0

I have a script whose purpose is to sort and process spatial dataset files which are constantly being downloaded onto a server. My list currently looks roughly like this:

list = ['file.t00Z.wrff02.grib2', 'file.t00Z.wrff03.grib2', 'file.t00Z.wrff00.grib2', 'file.t00Z.wrff05.grib2', 'file.t00Z.wrff04.grib2', 'file.t00Z.wrff01.grib2', 'file.t06Z.wrff01.grib2', 'file.t06Z.wrff00.grib2', 'file.t06Z.wrff02.grib2', ...]

As you can see, each file has a specific naming convention.

Later in the script, the files in this list will be processed sequentially, but I need to process them in order of the time designated by the two digits following "wrff" in each filename (00, 01, 02...).

I currently have a regular expression which removes any files from the list which don't match the two digits following "file.t", as is necessary. But is there an easy method to sort list elements by substring?

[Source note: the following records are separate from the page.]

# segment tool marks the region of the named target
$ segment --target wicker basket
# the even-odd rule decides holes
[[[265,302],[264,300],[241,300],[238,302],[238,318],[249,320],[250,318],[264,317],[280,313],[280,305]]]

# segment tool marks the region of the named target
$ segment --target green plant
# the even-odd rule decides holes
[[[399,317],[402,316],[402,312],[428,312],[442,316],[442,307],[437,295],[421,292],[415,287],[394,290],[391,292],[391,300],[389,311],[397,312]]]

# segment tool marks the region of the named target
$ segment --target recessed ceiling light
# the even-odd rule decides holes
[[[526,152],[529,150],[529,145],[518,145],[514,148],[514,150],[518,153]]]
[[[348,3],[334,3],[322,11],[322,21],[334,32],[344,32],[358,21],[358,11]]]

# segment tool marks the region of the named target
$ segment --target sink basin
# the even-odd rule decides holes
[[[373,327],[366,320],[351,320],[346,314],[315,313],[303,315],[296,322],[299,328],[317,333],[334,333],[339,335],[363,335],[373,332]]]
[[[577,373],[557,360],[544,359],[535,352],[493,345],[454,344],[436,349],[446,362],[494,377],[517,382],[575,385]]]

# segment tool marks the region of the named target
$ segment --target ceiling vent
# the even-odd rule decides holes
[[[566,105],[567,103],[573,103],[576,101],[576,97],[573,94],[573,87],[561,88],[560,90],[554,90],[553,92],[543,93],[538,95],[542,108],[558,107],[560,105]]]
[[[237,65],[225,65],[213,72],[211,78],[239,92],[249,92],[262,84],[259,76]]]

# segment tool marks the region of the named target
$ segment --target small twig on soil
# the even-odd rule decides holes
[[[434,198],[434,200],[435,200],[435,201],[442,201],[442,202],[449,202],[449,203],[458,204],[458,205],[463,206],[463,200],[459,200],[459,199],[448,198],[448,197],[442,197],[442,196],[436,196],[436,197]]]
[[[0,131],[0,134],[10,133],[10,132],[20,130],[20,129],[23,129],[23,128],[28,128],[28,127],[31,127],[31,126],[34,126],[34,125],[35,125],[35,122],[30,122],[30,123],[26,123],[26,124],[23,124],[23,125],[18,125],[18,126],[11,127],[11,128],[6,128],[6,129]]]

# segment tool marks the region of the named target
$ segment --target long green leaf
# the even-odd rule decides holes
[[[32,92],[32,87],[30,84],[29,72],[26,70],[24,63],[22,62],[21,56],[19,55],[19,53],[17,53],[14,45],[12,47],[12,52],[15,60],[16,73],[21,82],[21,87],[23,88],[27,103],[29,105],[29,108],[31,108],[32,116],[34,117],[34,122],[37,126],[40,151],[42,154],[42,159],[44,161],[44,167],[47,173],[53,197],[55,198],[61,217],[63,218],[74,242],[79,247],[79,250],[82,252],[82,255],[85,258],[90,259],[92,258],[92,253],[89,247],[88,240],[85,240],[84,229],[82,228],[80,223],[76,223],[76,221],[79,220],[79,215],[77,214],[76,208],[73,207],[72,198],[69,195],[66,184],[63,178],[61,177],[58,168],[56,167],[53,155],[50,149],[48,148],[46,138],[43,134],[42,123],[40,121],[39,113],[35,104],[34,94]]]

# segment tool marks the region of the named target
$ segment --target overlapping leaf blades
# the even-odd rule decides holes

Note: I would choose to simply sort these files by modification time, but they often appear in the data directory out of order.

nat5142
  • 485
  • 9
  • 21
  • 2
    This isn't a duplicate of the mentioned question since the desired order is not always the natural lexicographic order. – dugup Sep 11 '17 at 22:46
  • 3
    @cᴏʟᴅsᴘᴇᴇᴅ This is not a duplicate because `Sorting dictionary with alphanumeric keys in natural order [duplicate]` involves the items in a dictionary and `Does Python have a built in function for string natural sort?` does not answer the OP's question because it does not involve lexicographic order. Finally, both "duplicate" answers are beyond the scope of this post. – Ajax1234 Sep 11 '17 at 22:52
  • 1
    @dugup It is unreasonable to assume questions of this kind haven't been asked before. Rather than voting to reopen, please find the appropriate duplicate (if the original one was incorrectly marked). – cs95 Sep 11 '17 at 22:59
  • 1
    @Ajax1234 I think the new duplicate should address OP's question sufficiently. All they need to do is modify the lambda. – cs95 Sep 11 '17 at 22:59
  • @cᴏʟᴅsᴘᴇᴇᴅ I do not believe so. The sample input for the user in `Sort list of strings by a part of the string` is 'variable1 (name1)'. How is that the same as 'file.t00Z.wrff02.grib2'? Assuming the OP is aware of advanced lambda functions is also unreasonable. – Ajax1234 Sep 11 '17 at 23:04
  • 1
    @Ajax1234 I don't see how the answer in the duplicate is so much different than the one here. Just because the questions are different, does not mean they need not have the same/similar solution, and can be marked as such. – cs95 Sep 11 '17 at 23:06
  • @cᴏʟᴅsᴘᴇᴇᴅ I guess our definitions of duplicates are different :) – Ajax1234 Sep 11 '17 at 23:10
  • @Ajax1234 From the horse's mouth: https://stackoverflow.com/questions/41983180/is-the-empty-tuple-in-python-a-constant#comment71144721_41983180 – cs95 Sep 11 '17 at 23:11

1 Answers1

4

You can use sorted or sort and supply a lambda function that extracts the numbers you want as the key.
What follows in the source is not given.